Categories
Math

Formalization of Equivalency of Axiomatizations

Can we formalize the notion of two axiomatic systems being “equivalent,” especially when they are over different languages?

This question came up in Non-Standard Axioms for Various Math Structures 3 and 4 as well as the Topology as an Algebraic Structure series; it seems to be a general and widely applicable concept.

It seems like this kind of thing would already have a robust standard definition. Nevertheless, I’m not sure what that is, so let us proceed.

I’ve just started studying category theory. My thought: is this encompassed exactly by functors between categories of models? Specifically, if we have two languages (assume we’re working in a “superset” logic like first-order) and a set of axioms for each, and we consider the category of models for each, then is equivalence of the axioms exactly the existence of a functor between the categories?

In fact, might this even show up before category theory, as a homomorphism between the two classes of models (which is sorta what a functor actually is)?

Let’s actually write this out. What would a functor between categories of models look like? Say a fully faithful functor? Well, it’d associate every model of one setting to a model of another in a one-to-one way — which we definitely need to have as part of re-axiomatizability. But we want this association to also preserve some structure, or do something that shows “equivalency” beyond just an arbitrary bijection. Is the functor condition equivalent to this? Well, the functor would preserve morphisms between the models: if there is a morphism between two models in one setting, then there is a corresponding morphism between the corresponding models in the other setting.

Does this imply that two models isomorphic in one setting are isomorphic in the other? The isomorphism must be an arrow from one model to another, where there is a corresponding arrow from the second model to the first … actually, this is not enough though, since we could theoretically have a morphism from A to B and a morphism from B to A without A and B being isomorphic. (Especially if there’s no indication that the morphism is an injection or something.) So how are isomorphisms defined in category theory? This is what I’d need to know to answer this question.

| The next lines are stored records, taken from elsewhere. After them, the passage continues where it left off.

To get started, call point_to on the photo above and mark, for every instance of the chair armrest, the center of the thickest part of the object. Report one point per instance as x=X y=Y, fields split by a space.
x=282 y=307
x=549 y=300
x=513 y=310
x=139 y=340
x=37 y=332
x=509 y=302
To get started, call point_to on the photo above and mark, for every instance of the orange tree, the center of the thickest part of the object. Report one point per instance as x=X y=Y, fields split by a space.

Let’s try to write down a definition of reaxiomatizability between two settings, where we define a setting as language plus set of axioms. It’s really about equivalent information — equivalent data. What does that mean, as a formalization? If I for example have the sets R (all real numbers) and (R,0) (the set of all (r,0) where r is a real number) (for example, this is how R can be embedded into C), then a bijection isn’t enough: r in R can be sent to (s, 0) where r isn’t equal to s. So how can we define “equivalency” in such a way that R gets mapped to (R, 0) in an equivalent way?

Is the distinction merely canonical? Is it based on additional structure we impose and then looking at respecting that structure, but where the choice of structure is largely ad-hoc (and thus the notion of “equivalency of axiomatizations” for different languages would actually be informal?)

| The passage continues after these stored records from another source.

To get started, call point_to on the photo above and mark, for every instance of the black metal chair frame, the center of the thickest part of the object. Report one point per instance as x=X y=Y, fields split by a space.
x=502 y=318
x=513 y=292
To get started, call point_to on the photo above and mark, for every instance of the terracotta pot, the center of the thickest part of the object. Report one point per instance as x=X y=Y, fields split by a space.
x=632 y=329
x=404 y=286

The idea of equivalency of axiomatizations is tied to the idea of “equivalent data”: that we can have two different representations of the same object that ultimately “encode the same data.” (“Representation” here is used informally, not in the sense of representation theory.) What does “encoding the same data” mean? Well, really, that idea by itself is the same as encryption/decryption: a pair of functions that go between the encodings which are inverses of each other. And everything should be accounted for; these functions must be bijections.

But actually, apart from that, it doesn’t seem like there’s anything additional formally and in general to distinguish an encoding that provides equivalence. If we have any bijection, we can take that to be canonical and then use that to provide an “equivalent representation” of an object, in a way such that we can go back and forth.

So maybe this is really an informal notion in general, which was specific formal definitions for specific contexts (much like how I understand mathematical logic as a whole, with specific formalizations for certain logics like first-order logic.) Given two classes A and B and a bijection b from A to B, whenever we work with a member of A we can just replace it by its counterpart in B, and similarly we can go back.

But actually, this then raises a question in connection to the setup attempted in the Topology as an Algebraic Structure series: if we “do work” with the counterpart, then can that translate back into implications for the original? In other words, we can maybe consider a notion of equivalency that “respects logical implication.”

Incidentally, before we try that: there’s no issue in terms of defining equivalent axiomatizations formally in the case of groups, if we are already given the definitions for division in terms of multiplication and vice versa. In other words, we can actually consider ourselves to be working in a “superset” language that includes inverse, identity, multiplication, and division, and we already have certain first-order axioms relating these (which essentially define some operations in terms of others); within this language and with these axioms already part of the axiomatization, we can then formally define other sets of axioms/statements in the “superset” language being equivalent (where equivalency is with respect to to the set of “natural defining relations.”) Thus, we don’t have an issue of axiomatizations in different languages; we can consider these to all be part of the same language.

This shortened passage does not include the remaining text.